Another particularly complex area is the relationship with the trade union movement. In Spain, intervention in workplaces is heavily mediated by large trade union organizations with consolidated structures and their own internal dynamics. For our Party, the question is not whether to intervene in the trade union sphere, but how to do so. It is necessary to find a balance that allows participation in concrete struggles without diluting our political profile, avoiding both isolation and subordination to logics alien to a revolutionary strategy.

These difficulties are compounded by a political and ideological challenge. Formulating the centrality of the working class is relatively easy; what is truly complex is maintaining that orientation in everyday practice. Pressures from the political context—whether institutional, media-driven, or linked to other social dynamics—can lead to a dispersion of efforts or confusion of priorities. Maintaining a consistent line of intervention in workplaces and working-class neighbourhoods therefore requires a high level of organizational discipline and strategic clarity.

In this context, our Party believes that immediate tasks must focus, first and foremost, on the concentration of forces.
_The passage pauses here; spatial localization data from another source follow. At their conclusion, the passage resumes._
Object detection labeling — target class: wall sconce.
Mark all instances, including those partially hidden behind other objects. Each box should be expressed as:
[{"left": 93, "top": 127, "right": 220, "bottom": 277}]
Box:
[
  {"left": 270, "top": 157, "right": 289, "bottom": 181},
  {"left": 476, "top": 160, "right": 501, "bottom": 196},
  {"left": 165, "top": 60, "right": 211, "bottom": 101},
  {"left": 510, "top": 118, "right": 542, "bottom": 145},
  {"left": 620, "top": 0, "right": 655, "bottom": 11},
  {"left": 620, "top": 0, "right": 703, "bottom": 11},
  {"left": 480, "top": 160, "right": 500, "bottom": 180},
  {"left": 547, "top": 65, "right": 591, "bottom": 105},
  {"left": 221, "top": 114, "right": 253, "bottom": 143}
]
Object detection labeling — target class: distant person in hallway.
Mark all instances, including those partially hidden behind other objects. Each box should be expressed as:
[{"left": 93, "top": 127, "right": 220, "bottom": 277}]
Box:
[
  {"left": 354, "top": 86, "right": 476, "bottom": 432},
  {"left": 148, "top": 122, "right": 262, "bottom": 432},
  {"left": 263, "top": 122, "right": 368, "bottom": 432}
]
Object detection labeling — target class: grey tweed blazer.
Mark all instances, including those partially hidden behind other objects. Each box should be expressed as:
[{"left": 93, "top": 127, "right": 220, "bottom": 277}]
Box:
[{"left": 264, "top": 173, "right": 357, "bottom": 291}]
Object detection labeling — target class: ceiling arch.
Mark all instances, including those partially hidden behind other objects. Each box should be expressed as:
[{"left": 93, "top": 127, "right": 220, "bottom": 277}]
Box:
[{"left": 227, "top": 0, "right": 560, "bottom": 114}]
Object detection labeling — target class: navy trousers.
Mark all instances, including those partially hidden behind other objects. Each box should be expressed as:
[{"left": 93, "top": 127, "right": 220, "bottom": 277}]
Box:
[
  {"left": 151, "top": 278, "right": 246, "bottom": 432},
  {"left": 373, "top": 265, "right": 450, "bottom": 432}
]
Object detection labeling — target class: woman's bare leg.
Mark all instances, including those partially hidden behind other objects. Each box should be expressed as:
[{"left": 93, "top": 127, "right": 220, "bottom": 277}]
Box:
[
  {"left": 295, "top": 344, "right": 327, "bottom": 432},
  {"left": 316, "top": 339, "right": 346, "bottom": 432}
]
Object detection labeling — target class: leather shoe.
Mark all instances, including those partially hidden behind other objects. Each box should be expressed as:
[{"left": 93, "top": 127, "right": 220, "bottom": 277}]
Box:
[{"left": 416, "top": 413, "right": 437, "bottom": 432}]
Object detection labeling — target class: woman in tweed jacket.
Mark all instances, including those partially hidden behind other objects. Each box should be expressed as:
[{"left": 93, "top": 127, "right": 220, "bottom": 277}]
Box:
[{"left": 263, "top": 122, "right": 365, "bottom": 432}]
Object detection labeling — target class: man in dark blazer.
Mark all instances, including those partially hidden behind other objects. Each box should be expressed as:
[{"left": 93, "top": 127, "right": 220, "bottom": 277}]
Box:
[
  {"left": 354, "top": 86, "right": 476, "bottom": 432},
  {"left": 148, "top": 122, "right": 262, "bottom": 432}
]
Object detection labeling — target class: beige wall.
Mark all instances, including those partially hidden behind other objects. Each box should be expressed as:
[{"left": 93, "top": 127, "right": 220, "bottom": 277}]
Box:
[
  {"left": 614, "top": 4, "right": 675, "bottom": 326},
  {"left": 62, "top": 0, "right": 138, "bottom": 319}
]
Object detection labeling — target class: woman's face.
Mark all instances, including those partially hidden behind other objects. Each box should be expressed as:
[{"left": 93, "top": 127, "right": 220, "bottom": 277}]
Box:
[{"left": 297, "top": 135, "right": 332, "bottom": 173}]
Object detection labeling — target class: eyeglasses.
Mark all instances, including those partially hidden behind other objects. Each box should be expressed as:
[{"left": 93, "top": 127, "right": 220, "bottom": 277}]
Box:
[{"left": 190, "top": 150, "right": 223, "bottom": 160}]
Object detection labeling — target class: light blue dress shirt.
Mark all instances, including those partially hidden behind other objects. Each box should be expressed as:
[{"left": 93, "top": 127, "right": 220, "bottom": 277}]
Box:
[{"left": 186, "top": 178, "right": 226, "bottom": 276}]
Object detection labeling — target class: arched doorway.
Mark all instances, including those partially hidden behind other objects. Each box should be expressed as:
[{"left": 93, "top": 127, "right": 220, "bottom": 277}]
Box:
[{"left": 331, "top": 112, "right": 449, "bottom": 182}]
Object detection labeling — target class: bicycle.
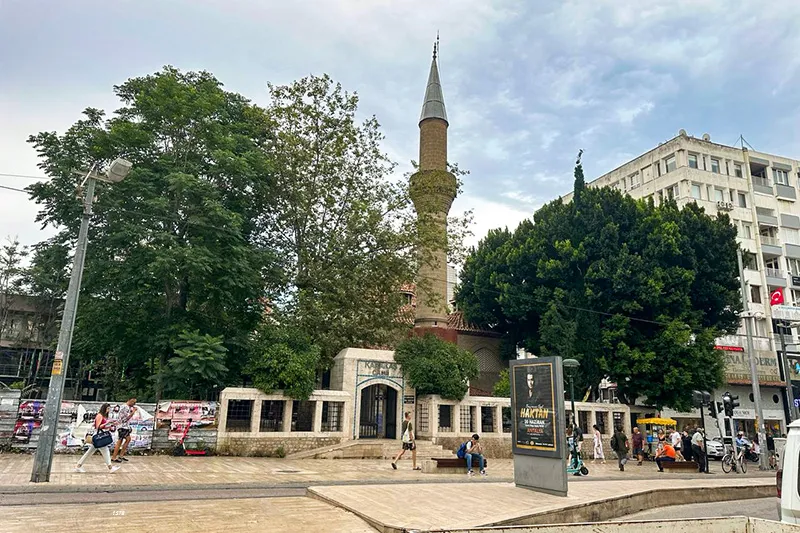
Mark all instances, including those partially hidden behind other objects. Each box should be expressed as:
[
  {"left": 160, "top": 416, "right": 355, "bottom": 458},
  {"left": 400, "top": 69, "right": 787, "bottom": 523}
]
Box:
[{"left": 721, "top": 447, "right": 747, "bottom": 474}]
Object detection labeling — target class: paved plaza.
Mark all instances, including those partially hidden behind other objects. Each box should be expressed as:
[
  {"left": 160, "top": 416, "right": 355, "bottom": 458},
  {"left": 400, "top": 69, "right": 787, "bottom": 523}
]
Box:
[{"left": 0, "top": 454, "right": 778, "bottom": 532}]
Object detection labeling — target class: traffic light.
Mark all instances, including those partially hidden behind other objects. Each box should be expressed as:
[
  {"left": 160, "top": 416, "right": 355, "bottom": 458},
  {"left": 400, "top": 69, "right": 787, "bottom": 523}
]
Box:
[
  {"left": 710, "top": 400, "right": 722, "bottom": 418},
  {"left": 722, "top": 392, "right": 733, "bottom": 417},
  {"left": 730, "top": 394, "right": 740, "bottom": 413}
]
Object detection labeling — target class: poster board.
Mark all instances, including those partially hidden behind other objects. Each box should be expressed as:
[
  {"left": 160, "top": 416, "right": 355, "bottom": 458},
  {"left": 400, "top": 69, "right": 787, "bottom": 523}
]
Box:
[
  {"left": 510, "top": 357, "right": 567, "bottom": 496},
  {"left": 56, "top": 402, "right": 154, "bottom": 451},
  {"left": 156, "top": 401, "right": 217, "bottom": 440}
]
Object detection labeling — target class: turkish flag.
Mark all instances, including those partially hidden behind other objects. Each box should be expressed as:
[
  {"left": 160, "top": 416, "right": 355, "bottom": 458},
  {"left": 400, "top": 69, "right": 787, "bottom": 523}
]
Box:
[{"left": 770, "top": 288, "right": 784, "bottom": 306}]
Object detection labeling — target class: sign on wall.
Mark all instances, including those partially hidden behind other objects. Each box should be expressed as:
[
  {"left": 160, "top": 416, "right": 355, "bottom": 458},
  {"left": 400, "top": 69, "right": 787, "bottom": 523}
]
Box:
[
  {"left": 715, "top": 345, "right": 782, "bottom": 384},
  {"left": 156, "top": 401, "right": 217, "bottom": 440},
  {"left": 511, "top": 359, "right": 560, "bottom": 458}
]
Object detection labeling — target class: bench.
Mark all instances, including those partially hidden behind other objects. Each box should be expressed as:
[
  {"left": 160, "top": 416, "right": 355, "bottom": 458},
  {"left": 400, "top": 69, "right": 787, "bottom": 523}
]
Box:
[
  {"left": 423, "top": 457, "right": 489, "bottom": 474},
  {"left": 662, "top": 461, "right": 699, "bottom": 472}
]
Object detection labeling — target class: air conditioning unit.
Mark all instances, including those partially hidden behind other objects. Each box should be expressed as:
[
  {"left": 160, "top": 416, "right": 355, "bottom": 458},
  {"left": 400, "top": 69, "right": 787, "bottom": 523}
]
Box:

In the face of dispersion, it is necessary to prioritize certain sectors of production where conditions are more favourable for implantation—whether due to workforce size, relative stability, or the level of existing conflict. This concentration allows us to accumulate experience, consolidate militant nuclei, and generate practical examples of effective intervention.

Taking these elements into account, our Third Congress approved that the subsectors in which the PCTE will focus its organizational efforts in the coming years are as follows: the automotive industry, the chemical industry, the food industry and distribution chains, rail and air transport, large logistics platforms, healthcare, education and social services, ICT, and defense.
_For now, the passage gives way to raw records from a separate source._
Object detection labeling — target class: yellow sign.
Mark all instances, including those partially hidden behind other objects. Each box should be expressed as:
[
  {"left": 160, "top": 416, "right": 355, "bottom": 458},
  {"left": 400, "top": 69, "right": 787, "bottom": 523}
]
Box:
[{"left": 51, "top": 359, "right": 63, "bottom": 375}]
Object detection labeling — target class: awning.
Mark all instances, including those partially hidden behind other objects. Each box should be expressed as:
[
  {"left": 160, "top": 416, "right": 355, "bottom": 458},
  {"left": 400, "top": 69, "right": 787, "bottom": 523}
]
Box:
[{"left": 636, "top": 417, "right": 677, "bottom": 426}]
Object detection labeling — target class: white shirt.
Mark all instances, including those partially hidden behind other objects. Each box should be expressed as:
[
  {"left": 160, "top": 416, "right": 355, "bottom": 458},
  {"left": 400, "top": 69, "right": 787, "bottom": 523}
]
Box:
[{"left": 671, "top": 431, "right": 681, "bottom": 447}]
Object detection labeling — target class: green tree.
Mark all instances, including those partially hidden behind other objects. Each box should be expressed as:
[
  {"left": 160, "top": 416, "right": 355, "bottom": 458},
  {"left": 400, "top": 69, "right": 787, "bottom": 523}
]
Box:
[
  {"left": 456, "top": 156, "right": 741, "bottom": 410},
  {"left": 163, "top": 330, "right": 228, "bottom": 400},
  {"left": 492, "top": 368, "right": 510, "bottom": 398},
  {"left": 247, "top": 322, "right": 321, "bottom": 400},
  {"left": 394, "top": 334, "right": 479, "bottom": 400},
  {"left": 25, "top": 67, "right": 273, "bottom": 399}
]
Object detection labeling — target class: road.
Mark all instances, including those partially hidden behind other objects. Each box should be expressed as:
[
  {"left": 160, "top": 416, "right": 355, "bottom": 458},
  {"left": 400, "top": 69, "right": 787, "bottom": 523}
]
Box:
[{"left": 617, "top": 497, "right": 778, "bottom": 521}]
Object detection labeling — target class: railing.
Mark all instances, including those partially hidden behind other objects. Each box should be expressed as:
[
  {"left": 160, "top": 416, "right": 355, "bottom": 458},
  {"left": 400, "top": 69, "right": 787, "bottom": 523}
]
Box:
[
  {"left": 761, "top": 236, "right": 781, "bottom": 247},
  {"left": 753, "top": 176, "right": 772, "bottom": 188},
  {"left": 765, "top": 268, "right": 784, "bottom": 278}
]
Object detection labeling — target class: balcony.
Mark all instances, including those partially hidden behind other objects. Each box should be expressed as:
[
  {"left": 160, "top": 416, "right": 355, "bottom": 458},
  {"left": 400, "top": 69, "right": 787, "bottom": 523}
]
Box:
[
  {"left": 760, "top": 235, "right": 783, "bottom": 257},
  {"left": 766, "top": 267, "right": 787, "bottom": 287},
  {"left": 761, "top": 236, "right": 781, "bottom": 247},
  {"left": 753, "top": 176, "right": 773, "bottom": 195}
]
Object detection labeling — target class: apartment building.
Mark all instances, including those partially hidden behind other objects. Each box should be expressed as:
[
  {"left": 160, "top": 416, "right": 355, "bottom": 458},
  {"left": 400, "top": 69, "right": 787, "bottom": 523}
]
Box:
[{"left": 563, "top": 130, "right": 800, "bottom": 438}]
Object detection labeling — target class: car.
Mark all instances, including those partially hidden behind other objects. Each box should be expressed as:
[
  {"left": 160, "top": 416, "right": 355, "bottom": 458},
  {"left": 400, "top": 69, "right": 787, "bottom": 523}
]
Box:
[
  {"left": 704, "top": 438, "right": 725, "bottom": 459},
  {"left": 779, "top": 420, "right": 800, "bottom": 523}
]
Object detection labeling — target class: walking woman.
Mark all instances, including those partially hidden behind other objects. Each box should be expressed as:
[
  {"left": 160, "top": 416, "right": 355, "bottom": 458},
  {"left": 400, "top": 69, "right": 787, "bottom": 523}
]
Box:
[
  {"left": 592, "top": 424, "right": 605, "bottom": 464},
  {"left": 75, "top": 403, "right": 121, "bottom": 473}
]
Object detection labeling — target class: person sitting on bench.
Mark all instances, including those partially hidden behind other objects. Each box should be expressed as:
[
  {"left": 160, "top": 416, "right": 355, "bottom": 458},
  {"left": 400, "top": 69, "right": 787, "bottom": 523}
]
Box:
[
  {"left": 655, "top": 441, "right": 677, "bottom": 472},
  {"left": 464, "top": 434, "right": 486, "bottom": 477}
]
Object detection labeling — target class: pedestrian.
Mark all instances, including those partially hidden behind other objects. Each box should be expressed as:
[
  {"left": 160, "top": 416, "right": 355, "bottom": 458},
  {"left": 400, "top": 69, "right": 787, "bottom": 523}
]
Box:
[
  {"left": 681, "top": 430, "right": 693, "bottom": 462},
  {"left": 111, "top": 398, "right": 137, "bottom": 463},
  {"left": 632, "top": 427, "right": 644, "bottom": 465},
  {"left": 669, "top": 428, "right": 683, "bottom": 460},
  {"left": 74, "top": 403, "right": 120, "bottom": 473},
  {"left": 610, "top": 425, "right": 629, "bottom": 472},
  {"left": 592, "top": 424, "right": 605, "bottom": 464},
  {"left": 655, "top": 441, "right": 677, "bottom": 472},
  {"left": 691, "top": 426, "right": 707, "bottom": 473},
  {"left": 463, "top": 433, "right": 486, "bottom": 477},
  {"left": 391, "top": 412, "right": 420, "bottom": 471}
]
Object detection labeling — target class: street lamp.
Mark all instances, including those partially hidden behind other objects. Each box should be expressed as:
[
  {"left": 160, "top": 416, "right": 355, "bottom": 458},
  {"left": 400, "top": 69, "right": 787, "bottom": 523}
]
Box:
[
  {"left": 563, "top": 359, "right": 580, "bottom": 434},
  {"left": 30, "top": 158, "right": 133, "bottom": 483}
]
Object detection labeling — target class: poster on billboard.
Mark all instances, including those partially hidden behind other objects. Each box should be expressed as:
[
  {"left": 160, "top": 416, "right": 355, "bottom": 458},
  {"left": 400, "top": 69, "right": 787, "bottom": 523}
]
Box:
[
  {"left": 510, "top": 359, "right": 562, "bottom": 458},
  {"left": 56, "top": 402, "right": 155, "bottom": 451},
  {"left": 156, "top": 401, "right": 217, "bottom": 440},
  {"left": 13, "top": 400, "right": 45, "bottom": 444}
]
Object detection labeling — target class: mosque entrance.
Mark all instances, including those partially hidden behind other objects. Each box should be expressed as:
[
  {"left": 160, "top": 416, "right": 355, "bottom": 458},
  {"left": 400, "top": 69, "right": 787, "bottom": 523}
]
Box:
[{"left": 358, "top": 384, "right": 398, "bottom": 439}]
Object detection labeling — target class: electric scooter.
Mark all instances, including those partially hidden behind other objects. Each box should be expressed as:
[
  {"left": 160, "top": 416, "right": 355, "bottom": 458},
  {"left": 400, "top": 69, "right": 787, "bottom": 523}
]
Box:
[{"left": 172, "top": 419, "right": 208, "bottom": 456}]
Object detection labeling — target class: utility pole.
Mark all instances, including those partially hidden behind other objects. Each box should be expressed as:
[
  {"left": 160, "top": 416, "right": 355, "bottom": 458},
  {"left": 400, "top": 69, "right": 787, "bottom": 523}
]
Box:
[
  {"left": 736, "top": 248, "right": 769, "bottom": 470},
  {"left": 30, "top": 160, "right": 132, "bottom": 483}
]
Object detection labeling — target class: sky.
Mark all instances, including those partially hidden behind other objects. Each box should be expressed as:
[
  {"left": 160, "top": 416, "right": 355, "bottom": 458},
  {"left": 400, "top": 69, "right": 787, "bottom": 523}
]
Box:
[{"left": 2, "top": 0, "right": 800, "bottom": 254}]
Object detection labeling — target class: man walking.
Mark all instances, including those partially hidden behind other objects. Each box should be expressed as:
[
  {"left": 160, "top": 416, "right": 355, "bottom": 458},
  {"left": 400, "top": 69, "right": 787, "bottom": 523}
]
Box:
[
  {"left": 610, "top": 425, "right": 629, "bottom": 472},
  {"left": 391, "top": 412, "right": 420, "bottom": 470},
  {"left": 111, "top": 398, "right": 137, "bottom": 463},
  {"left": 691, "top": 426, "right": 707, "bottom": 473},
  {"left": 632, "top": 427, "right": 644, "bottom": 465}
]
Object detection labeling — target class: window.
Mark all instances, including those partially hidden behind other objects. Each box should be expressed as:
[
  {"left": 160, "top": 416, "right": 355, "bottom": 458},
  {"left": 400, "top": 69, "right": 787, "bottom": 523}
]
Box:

At the same time, it is essential to strengthen cadre training. Political will, while necessary, is not sufficient. Our militants must be prepared to intervene in workers’ struggles with a concrete understanding of conditions and trade union dynamics. They must be capable of distinguishing between the tasks of the Party and those of the trade union sphere, as well as assessing at each moment how trade union intervention can contribute to Party development—something that is not without its difficulties.

Closely linked to this is the need for a clear tactic toward the trade union movement. This implies establishing criteria regarding participation in existing structures, forms of intervention within them, and the limits of such participation. Without a defined orientation, each conflict risks being addressed in an improvised manner, hindering the accumulation of experience and the construction of a consistent line of work. Since 2020, our Party has had materials approved at the Third Conference on the Workers’ and Trade Union Movement, which guide our work in this regard and established two organizational mechanisms: sector commissions, to plan organized Party presence in priority sectors, and “red fractions,” to organize communist work within different trade union organizations.

Finally, it is essential to strengthen the connection between workplace activity and intervention in working-class neighbourhoods. Communist organization in workplaces must be supported by networks of socialization, solidarity, and collective life developed in the residential spaces of the working class. This translates into concrete tasks: organized territorial presence, work around living conditions, the articulation of support networks, and the linking of these struggles with those taking place in the productive sphere.

In conclusion, given the existing conditions, the “working-class turn” is a strategic necessity whose development requires time, effort, and clear orientation. However, it is an indispensable condition for the Party to recover its character as the organized vanguard of the working class and to effectively contribute to the struggle for socialism- communism.